Skilling First Nations employees to enter workforce

Australian Training Works Group Pty Ltd (ATW) is providing training and employment opportunities for hundreds of Aboriginal and Torres Strait Islander people, many in remote locations, while supporting skill-gaps in Queensland businesses.

Its action in skilling up young and long-term unemployed job seekers, giving them a career path and enabling them to help Queensland businesses prosper, delivers the Queensland Government’s procurement approach of ‘Putting Queenslanders first’.

General Manager, Daijah Martens said ATW is a 100 percent Indigenous owned and managed Group Training Organisation in Queensland. It has offices in Cairns, and Brisbane.

Our trainees and apprentices work for host employers, while an RTO partnership facilitates accredited training.

ATW provides a culturally appropriate ‘wrap around support model’ to aid with completion of training and retention, including an outreach service and working with Aboriginal and Torres Strait Islander support agencies.

“A young person is supported all the way through their apprenticeship,” Daijah said.

ATW has placed over 400 Aboriginal and Torres Strait Islander trainees and apprentices into different occupations, including within Queensland Government departments, tier 1 companies, and in geographically remote areas.

To help employers, ATW has expanded into a full-scope employment services company since establishment in 2016, providing labour hire, workforce planning for major projects and delivering non-accredited training such as pre-employment training programs to prepare job seekers for work.

“We’ve got job seekers on one side and employers on the other, and we do all of the background work to make sure that when we connect them, we get good outcomes in terms of retention”, Daijah said.

“The labour-hire is a great vehicle for re-engaging long-term unemployed people, particularly mature-aged people, in jobs.”

ATW’s success includes facilitating three pre-employment and pre-apprenticeship programs for First Nations job seekers who gained a Certificate 1 in Construction; mentoring 64 First Nations trainees for the Department of Housing. ATW is working closely with the Department to create further opportunities for traineeships and apprenticeships across Queensland.

Partnering with the Department of Youth Justice, Employment, Small Business and Training, ATW was instrumental in having a Certificate II in Indigenous Housing Repairs and Maintenance traineeship declared effective from July 2023. ATW is working with the Department of Housing to create traineeships in community in partnership with remote Aboriginal and Torres Strait Islander councils.

ATW has been working in collaboration with the Department of Housing finding host employers for displaced Wujal Wujal community members who were relocated to Cairns after the flood and traineeships with Council for community members returning to Wujal aiding the filling of employment gaps in community and building community capacity.

Apprentices, trainees and direct recruits have worked for both principal and sub-contractors on the Kidston Pumped Storage Hydro Project, while ATW is the preferred supplier for Indigenous employment as part of Genex Power’s Indigenous Engagement Strategy for the project.

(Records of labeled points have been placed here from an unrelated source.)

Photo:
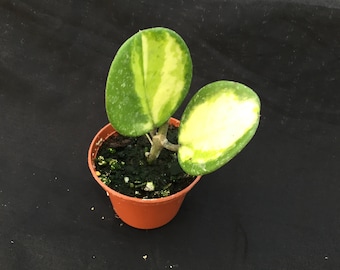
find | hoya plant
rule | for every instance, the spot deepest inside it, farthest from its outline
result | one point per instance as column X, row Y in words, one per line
column 148, row 80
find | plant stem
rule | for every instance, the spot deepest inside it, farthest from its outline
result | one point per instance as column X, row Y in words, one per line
column 160, row 141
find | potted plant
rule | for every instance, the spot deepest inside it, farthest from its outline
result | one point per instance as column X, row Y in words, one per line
column 148, row 80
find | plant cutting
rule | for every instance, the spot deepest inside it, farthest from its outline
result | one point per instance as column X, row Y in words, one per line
column 148, row 80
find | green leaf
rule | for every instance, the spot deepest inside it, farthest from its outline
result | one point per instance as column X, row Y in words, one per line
column 148, row 80
column 216, row 125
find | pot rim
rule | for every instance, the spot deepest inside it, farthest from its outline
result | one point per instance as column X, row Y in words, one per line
column 97, row 141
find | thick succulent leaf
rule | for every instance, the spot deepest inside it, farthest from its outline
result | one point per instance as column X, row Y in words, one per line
column 216, row 125
column 148, row 80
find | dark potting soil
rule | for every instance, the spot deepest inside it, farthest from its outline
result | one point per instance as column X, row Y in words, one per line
column 121, row 164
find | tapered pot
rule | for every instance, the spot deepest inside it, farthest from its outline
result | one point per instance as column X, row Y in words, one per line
column 136, row 212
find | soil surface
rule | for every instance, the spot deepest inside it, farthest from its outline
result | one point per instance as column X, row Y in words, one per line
column 121, row 164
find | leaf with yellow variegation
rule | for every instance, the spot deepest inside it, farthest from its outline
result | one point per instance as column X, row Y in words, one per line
column 147, row 81
column 216, row 125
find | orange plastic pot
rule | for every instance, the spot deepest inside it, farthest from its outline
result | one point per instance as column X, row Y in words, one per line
column 136, row 212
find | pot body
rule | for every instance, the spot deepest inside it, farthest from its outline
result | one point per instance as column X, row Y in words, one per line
column 136, row 212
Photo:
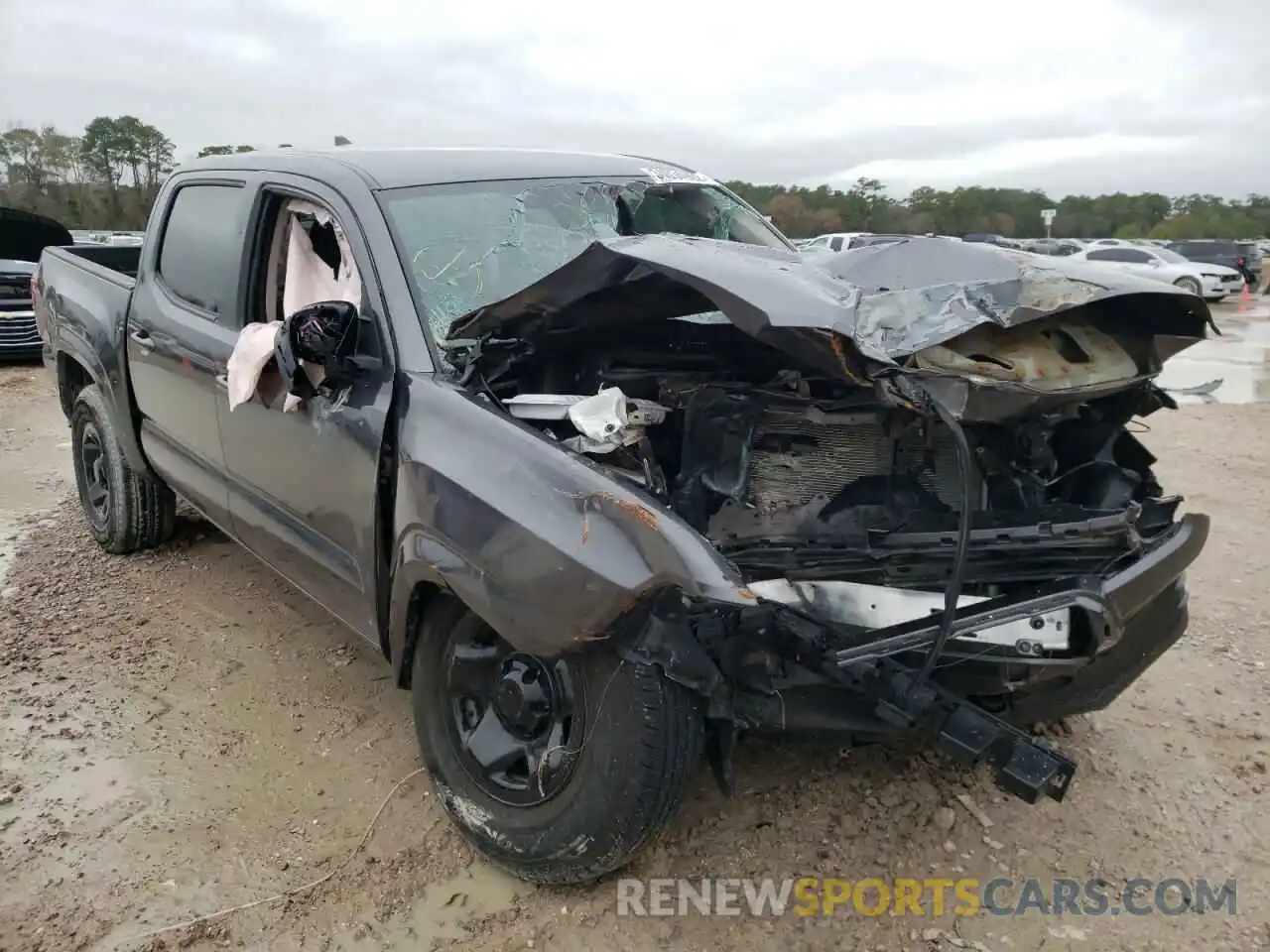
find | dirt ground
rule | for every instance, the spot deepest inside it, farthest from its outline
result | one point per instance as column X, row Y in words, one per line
column 183, row 733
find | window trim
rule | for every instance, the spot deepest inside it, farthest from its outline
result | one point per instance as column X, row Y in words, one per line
column 384, row 198
column 176, row 298
column 281, row 186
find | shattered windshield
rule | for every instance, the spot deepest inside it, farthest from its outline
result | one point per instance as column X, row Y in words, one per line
column 471, row 244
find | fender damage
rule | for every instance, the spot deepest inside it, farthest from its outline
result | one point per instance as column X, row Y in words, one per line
column 830, row 494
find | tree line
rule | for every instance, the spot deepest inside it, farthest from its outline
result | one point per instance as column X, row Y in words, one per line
column 107, row 177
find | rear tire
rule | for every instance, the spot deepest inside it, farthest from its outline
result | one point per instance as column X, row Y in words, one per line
column 126, row 511
column 610, row 788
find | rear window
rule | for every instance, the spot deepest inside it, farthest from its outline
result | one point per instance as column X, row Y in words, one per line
column 202, row 244
column 1206, row 249
column 467, row 245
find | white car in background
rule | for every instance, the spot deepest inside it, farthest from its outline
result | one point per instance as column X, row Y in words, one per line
column 1207, row 281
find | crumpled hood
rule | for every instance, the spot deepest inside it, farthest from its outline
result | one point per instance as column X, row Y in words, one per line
column 852, row 313
column 889, row 301
column 23, row 235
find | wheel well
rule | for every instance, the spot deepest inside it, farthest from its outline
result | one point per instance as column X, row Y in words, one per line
column 71, row 379
column 422, row 597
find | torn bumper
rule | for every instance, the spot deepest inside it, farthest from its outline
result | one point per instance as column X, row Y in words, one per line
column 1130, row 619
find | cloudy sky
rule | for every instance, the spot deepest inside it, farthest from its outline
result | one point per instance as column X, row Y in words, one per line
column 1072, row 95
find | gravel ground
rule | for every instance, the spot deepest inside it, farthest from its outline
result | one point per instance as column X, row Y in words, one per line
column 183, row 733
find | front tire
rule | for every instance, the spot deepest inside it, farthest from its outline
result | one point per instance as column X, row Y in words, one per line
column 558, row 770
column 126, row 511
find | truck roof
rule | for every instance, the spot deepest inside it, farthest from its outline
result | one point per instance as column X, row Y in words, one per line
column 399, row 168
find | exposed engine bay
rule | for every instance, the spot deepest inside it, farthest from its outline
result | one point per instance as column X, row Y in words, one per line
column 799, row 479
column 934, row 493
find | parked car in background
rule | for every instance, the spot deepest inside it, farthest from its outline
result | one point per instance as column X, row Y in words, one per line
column 998, row 240
column 23, row 236
column 833, row 241
column 847, row 240
column 1243, row 257
column 1207, row 281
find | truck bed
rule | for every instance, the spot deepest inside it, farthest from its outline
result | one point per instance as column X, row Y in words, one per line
column 109, row 262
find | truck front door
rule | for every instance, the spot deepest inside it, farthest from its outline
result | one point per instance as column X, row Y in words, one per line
column 182, row 327
column 304, row 484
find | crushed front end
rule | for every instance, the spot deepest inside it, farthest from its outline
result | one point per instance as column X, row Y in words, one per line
column 934, row 495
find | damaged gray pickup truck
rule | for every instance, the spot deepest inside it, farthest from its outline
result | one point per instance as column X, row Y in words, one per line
column 611, row 474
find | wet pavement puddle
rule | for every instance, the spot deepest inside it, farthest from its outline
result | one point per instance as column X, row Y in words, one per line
column 1232, row 368
column 441, row 912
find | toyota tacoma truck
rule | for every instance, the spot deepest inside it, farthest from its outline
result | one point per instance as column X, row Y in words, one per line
column 612, row 475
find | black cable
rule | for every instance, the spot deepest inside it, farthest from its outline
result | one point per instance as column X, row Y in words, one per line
column 952, row 590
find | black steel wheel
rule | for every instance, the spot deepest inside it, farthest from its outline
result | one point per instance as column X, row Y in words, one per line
column 517, row 720
column 96, row 481
column 561, row 770
column 126, row 511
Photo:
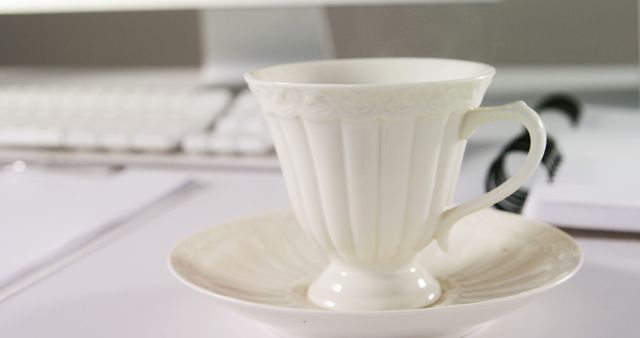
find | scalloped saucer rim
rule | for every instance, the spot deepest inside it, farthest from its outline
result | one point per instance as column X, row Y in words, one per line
column 509, row 302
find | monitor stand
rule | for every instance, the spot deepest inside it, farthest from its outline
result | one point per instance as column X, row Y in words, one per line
column 235, row 41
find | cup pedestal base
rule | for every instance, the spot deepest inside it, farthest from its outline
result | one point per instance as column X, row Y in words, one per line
column 345, row 288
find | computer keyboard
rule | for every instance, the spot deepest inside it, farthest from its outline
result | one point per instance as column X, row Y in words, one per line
column 94, row 120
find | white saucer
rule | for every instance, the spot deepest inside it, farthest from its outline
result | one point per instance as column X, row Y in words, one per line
column 261, row 267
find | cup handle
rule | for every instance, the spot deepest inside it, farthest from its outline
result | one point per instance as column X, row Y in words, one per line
column 517, row 111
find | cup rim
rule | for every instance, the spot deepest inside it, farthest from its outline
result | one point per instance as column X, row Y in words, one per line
column 251, row 76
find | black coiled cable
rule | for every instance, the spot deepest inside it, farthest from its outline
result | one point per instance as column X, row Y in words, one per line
column 550, row 160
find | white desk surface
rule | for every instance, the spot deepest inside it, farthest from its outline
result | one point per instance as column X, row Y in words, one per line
column 123, row 288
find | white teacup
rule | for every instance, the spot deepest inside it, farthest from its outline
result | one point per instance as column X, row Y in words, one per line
column 371, row 150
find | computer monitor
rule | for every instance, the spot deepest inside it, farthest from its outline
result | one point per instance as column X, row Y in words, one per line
column 237, row 35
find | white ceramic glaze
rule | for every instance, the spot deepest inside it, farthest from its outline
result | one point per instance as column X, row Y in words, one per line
column 261, row 267
column 370, row 150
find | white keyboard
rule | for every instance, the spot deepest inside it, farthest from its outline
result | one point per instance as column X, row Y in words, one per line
column 118, row 122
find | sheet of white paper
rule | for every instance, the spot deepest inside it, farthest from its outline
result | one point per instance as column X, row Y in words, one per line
column 44, row 216
column 598, row 183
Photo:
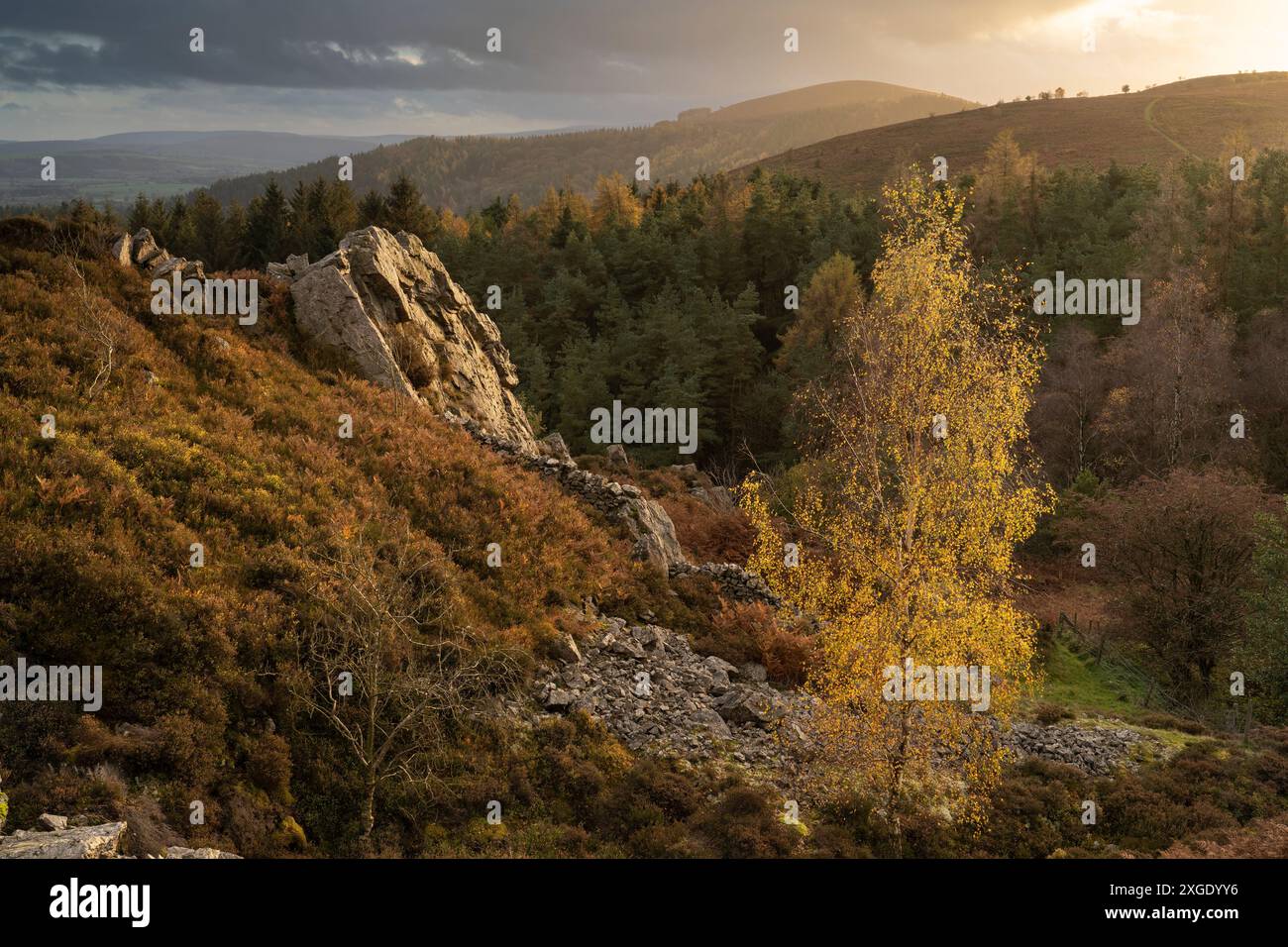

ATW is also creating a training facility for First Nations peoples in Cairns to transition participants to real jobs in construction, renewable energy and Indigenous councils in remote Far North Queensland.

ATW is an exemplar of the Buy Queensland approach and putting Queenslanders first by providing local benefits through the creation of a pipeline of apprentices, trainees and other employees who are critically needed to address the gap in Indigenous employment and to deploy to projects creating positive local impact.